Indeed, the absolute value of the current (determined by R1) will influence the bandgap output voltage. But it's a second order effect. If the resistance changes +/- 10% (typical for IC processes), the output voltage will only change +/- ln(1.1)*Vt = +/- 2.5 mV.
However the spread of Is and Beta in the transistors will give more deviation.
Haha - you guys need to start doing your maths on this stuff.. For the most part, it washes out. For example: Multiply all resistors by 1.2. now ptat current is 20% less than you previously thought, but Rgain is 120% of what you previously thought => 1.
In reality, we add trim circuits to bandgaps once we start worrying about process variation. BUT - for a "draw it and go" bandgap, you should be able to get within a few percent without trim.
Question on the bandgap circuit:
What threshold voltage have the NMOS transistors ?
NMOS gate-sourse voltage should be less than voltage of diodes over temperature range !
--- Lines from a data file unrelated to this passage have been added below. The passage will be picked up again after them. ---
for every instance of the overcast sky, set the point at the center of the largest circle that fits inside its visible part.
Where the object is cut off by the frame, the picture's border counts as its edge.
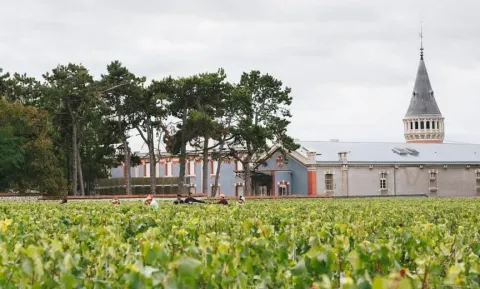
(351, 64)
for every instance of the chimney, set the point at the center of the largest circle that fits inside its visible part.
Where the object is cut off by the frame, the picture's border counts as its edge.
(342, 156)
(311, 157)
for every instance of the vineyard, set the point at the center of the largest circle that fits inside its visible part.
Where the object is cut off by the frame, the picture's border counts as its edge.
(324, 243)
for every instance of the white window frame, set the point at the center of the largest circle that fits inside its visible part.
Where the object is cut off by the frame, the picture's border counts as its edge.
(147, 170)
(383, 180)
(214, 167)
(239, 166)
(329, 177)
(191, 167)
(169, 167)
(284, 188)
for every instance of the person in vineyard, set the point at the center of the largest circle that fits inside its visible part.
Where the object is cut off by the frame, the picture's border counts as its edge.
(178, 200)
(222, 201)
(63, 200)
(241, 200)
(149, 201)
(191, 200)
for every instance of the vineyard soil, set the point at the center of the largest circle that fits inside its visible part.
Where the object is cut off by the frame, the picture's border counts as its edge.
(314, 243)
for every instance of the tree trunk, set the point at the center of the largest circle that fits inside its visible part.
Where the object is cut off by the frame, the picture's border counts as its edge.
(151, 152)
(80, 173)
(183, 154)
(248, 179)
(128, 175)
(74, 159)
(205, 167)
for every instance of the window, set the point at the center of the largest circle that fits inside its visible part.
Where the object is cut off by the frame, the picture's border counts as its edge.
(147, 170)
(193, 190)
(213, 189)
(239, 166)
(433, 179)
(191, 168)
(329, 182)
(239, 191)
(213, 167)
(383, 181)
(282, 190)
(168, 169)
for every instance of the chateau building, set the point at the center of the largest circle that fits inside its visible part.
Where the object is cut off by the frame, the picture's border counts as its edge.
(424, 164)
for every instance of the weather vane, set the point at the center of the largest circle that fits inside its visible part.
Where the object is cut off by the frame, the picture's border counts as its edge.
(421, 39)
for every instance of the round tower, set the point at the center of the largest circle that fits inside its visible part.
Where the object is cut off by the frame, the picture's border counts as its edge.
(423, 122)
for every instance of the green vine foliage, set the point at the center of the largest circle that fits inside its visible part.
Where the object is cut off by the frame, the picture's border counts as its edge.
(387, 243)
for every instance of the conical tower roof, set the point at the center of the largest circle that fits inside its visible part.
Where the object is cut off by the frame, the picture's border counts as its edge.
(423, 100)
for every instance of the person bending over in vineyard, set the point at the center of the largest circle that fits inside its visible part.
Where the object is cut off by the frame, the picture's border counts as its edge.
(149, 201)
(191, 200)
(178, 200)
(241, 200)
(64, 200)
(222, 201)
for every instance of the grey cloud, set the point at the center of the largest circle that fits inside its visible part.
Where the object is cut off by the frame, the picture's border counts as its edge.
(351, 63)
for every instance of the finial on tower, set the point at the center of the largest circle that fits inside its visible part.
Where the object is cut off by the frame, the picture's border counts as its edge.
(421, 40)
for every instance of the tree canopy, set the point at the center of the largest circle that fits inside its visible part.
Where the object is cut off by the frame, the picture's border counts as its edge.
(70, 128)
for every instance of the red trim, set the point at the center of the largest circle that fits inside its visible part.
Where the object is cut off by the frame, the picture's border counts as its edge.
(312, 182)
(194, 188)
(211, 191)
(287, 188)
(273, 193)
(159, 196)
(236, 190)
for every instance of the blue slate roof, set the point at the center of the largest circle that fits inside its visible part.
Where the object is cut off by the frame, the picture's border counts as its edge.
(423, 100)
(380, 152)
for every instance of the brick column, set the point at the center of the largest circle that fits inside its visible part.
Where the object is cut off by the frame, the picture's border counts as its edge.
(312, 181)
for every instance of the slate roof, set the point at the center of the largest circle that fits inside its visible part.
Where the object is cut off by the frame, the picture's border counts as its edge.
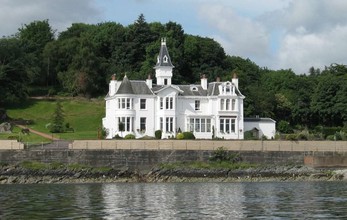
(162, 53)
(130, 87)
(189, 91)
(125, 87)
(270, 120)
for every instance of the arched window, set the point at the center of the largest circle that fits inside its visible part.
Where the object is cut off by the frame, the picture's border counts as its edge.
(165, 59)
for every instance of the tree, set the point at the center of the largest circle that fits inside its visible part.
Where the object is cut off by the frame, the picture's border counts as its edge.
(58, 119)
(33, 38)
(13, 78)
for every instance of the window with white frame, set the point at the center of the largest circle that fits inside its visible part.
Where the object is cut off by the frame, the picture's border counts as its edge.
(227, 104)
(199, 124)
(169, 124)
(197, 105)
(124, 103)
(165, 59)
(142, 103)
(161, 103)
(142, 124)
(125, 123)
(227, 125)
(169, 103)
(233, 104)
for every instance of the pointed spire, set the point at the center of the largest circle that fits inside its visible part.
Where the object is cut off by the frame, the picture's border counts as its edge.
(163, 58)
(125, 87)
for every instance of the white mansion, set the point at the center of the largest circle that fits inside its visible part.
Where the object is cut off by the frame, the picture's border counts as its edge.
(208, 110)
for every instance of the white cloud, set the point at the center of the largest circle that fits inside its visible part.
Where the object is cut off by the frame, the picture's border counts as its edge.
(277, 34)
(285, 34)
(60, 13)
(301, 51)
(239, 35)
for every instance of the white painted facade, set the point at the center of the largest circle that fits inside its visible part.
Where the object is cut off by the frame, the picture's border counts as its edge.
(209, 110)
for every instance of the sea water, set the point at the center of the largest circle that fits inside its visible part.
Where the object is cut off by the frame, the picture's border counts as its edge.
(245, 200)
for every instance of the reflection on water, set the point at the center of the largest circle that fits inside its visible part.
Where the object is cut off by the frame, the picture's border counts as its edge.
(298, 200)
(180, 200)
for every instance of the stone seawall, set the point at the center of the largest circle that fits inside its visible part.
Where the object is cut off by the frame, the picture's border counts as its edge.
(140, 159)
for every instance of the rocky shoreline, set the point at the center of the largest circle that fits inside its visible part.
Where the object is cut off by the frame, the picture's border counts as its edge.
(18, 175)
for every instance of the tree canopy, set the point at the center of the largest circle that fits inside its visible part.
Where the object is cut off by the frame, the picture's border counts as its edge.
(80, 61)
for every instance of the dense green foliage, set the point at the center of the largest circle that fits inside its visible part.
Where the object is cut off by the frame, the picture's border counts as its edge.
(83, 115)
(221, 154)
(80, 61)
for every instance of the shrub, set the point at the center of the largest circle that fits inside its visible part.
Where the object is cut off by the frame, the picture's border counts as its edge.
(117, 137)
(303, 137)
(158, 134)
(222, 155)
(284, 127)
(292, 137)
(180, 136)
(248, 135)
(129, 136)
(188, 135)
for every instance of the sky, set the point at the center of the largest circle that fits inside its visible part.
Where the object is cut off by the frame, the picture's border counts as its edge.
(276, 34)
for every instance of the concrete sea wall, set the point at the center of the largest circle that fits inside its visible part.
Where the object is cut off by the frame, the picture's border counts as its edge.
(139, 159)
(139, 154)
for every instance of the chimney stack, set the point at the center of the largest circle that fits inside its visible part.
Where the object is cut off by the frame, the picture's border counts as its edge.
(149, 81)
(112, 85)
(204, 82)
(235, 80)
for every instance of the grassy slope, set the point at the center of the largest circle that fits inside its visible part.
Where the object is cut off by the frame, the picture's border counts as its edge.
(84, 116)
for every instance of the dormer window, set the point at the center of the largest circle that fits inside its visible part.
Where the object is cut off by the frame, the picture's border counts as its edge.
(193, 88)
(226, 88)
(165, 59)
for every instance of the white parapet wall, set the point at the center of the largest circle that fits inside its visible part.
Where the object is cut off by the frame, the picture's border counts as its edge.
(11, 145)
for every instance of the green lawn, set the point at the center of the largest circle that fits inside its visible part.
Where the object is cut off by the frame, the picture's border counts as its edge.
(84, 116)
(17, 135)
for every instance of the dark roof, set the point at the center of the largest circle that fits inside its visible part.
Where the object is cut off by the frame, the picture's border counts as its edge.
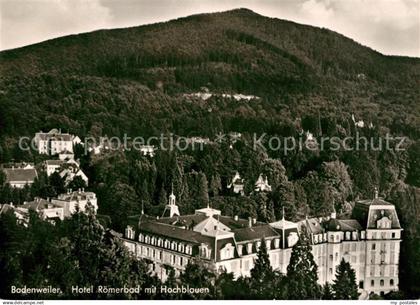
(173, 232)
(37, 204)
(192, 220)
(54, 162)
(344, 225)
(20, 174)
(362, 208)
(313, 225)
(255, 232)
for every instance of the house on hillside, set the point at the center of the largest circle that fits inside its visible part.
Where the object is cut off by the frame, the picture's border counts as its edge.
(53, 142)
(19, 177)
(237, 184)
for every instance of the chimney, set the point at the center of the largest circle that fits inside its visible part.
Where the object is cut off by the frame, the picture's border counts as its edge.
(376, 193)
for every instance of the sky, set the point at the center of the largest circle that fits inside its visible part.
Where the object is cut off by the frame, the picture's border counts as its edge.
(391, 27)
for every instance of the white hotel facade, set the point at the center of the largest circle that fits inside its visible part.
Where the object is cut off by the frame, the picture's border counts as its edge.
(370, 242)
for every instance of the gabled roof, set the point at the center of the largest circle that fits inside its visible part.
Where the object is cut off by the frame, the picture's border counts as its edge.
(54, 162)
(345, 225)
(255, 232)
(313, 225)
(367, 212)
(20, 174)
(212, 227)
(174, 232)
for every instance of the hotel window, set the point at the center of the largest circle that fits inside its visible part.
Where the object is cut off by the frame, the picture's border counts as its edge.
(240, 247)
(246, 265)
(249, 248)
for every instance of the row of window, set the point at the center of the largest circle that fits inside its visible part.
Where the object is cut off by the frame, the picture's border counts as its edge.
(160, 242)
(385, 235)
(159, 255)
(382, 283)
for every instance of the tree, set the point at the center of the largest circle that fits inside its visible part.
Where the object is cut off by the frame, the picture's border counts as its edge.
(262, 274)
(57, 183)
(302, 274)
(77, 183)
(345, 286)
(327, 293)
(197, 274)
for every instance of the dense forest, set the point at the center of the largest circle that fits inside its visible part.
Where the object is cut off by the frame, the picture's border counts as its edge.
(137, 81)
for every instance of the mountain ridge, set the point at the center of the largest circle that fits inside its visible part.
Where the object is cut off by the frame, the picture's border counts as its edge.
(297, 69)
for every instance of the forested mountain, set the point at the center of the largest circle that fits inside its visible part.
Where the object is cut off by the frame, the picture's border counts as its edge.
(110, 78)
(140, 81)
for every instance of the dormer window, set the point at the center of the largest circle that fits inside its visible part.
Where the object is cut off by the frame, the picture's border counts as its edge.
(204, 251)
(227, 251)
(181, 247)
(240, 247)
(292, 239)
(129, 232)
(384, 223)
(249, 248)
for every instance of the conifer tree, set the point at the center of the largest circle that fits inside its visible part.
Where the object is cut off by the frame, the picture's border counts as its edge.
(302, 274)
(262, 274)
(345, 287)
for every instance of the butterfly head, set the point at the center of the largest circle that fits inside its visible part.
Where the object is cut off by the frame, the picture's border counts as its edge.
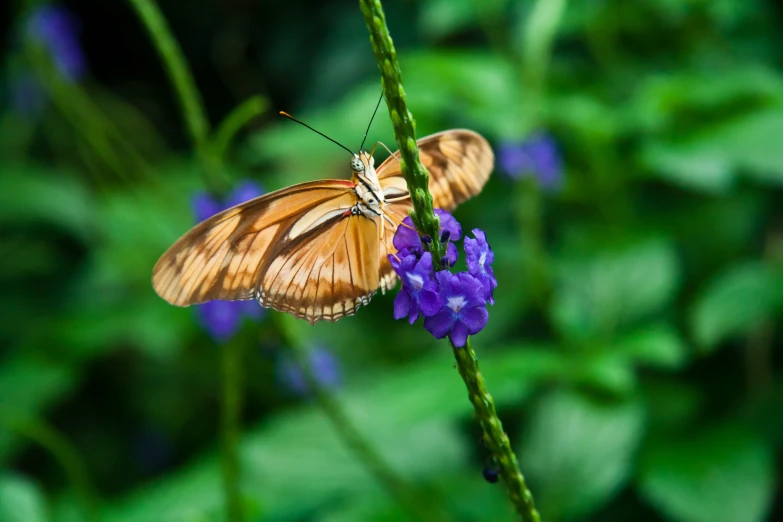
(357, 165)
(362, 163)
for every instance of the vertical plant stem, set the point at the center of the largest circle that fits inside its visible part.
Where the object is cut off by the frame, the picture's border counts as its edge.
(416, 176)
(417, 180)
(184, 85)
(494, 436)
(232, 408)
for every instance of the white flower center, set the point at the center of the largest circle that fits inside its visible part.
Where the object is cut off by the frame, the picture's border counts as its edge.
(416, 281)
(456, 303)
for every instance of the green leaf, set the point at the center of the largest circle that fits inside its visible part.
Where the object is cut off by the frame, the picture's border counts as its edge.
(595, 295)
(735, 302)
(21, 500)
(688, 165)
(659, 346)
(294, 462)
(710, 160)
(34, 385)
(578, 453)
(30, 193)
(720, 476)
In reality, we add trim circuits to bandgaps once we start worrying about process variation. BUT - for a "draw it and go" bandgap, you should be able to get within a few percent without trim.
This bandgap circuit is constructed in voltage mode and the resistor does affect the temp coefficient of the bandgap circuit as it is temperature dependent too. Such problem can be cancelled out if current mode bandgap is used.
it also should be concerned that the load of the Vref will affect the banggap, if the Ip-p of the load is 4ua, how to get the right quisient current in the output stage of the bandgap?
In this circuit, there is the start-up circuit at the right. Anyone can discuss how the start-up circuit works in this bandgap circuit? And is there a power-down circuit? If no power-down circuit, how to simulate the start-up circuit?
In your bandgap equation, K= R2/R1 * ln where n is the ratio between bipolar. So your are independant of resistor variation in case of you've matched your resistor in the layout.
Startup circuit will work:
Initially R3 will pull down gate of M6 so M6 is off. So Gate of M5 will high turning on M5. This will pull down gate of M1,M2 ,M3 so all current sources starts flowing current so bandgap will start. Once Vref will come up and circuit is self sustaining.
M6 is On which is much sttronger then upper diode connected P tranistor so M6 On , switching off M5.
Power down signal will be added up to diode connected P transistor. Instead of making it diode connected , gate of it will be connetced to powerdown.